E: Trovo molto vero il legame tra meritocrazia e tempo. Quante volte ho sentito pronunciare dagli insegnanti queste frasi: "non perdiamo tempo", "tu mi fai perdere tempo". Tutto ciò che "rallenta" viene visto come la perdita di un "qualcosa" non ben definito, ma indiscutibile. Chi è portatore di handicap ci regala come valore fondamentale la riscoperta della lentezza come indispensabile prerogativa per l’ascolto e la costruzione di rapporti profondi.
Se la meritocrazia esclude, quindi, i più deboli, non trovi che non faccia bene neanche a chi è considerato "normale"? La meritocrazia porta i bambini a negare quella parte di loro che è fragile, porta a nasconderla con delle conseguenze inevitabili. Ricordo proprio dei miei allievi che mi avevano detto quanto un loro compagno disabile li aveva aiutati a capire meglio se stessi, anche il loro lato debole e a non sentire più la vergogna di parlarne.
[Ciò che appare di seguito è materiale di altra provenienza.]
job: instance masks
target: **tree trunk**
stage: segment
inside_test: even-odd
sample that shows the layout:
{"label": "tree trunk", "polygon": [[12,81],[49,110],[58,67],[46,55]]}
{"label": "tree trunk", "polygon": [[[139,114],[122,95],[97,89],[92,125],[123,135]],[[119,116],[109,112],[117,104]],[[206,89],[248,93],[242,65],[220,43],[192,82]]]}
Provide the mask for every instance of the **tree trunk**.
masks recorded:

La meritocrazia, quindi, non costringe tutti a vivere una vita negando, in un certo senso, una parte di sé? Potersi sentire fragili non aiuterebbe maggiormente i ragazzi ad affrontare i loro problemi e i loro limiti partendo da quello che sono, piuttosto che da un modello che non appartiene loro?
Ti faccio queste domande anche per una mia convinzione: una scuola, a misura dei disabili, è una scuola anche a misura di tutti gli altri bambini e ragazzi. Non è questo un messaggio che bisogna portare avanti con tutti gli insegnanti e genitori?


C.: I meriti possono essere promossi attraverso la valorizzazione di chi presenta originalità non previste. Bisogna imparare dagli imprevisti. L’educazione, la formazione, possono realizzarsi se e perché l’altro (allievo) è attivo. Il voler togliersi di torno gli imprevisti vuol dire far ricorso a strumenti che possono sembrare rigorosi (selezione, bocciatura, severità…) e scientifici ( farmaci, trattamenti differenziati, specialismi…). Ma togliersi di torno gli imprevisti vuol dire rinunciare alle innovazioni. Gli economisti ci dicono che questa rinuncia significa declino. Le innovazioni derivano dall’accettazione delle sfide che chi non era previsto ci pone.

Le innovazioni didattiche derivano in massima parte dall’incontro con chi non era previsto e può insegnare qualcosa all’insegnante. Ma anche le innovazioni industriali nascono dall’incontro con gli imprevisti. Fanno fare uno scarto rispetto agli standard ed alle routines e producono novità che permettono nuovi successi. La medicina è un altro campo in cui le innovazioni positive si producono grazie anche al fatto che i medici non rifiutano di soccorrere chi ha problemi diversi da quelli che erano stati previsti e per cui erano già preparati. Devono porsi nuovi problemi che esigono nuove terapie e non la replica di quelle abituali.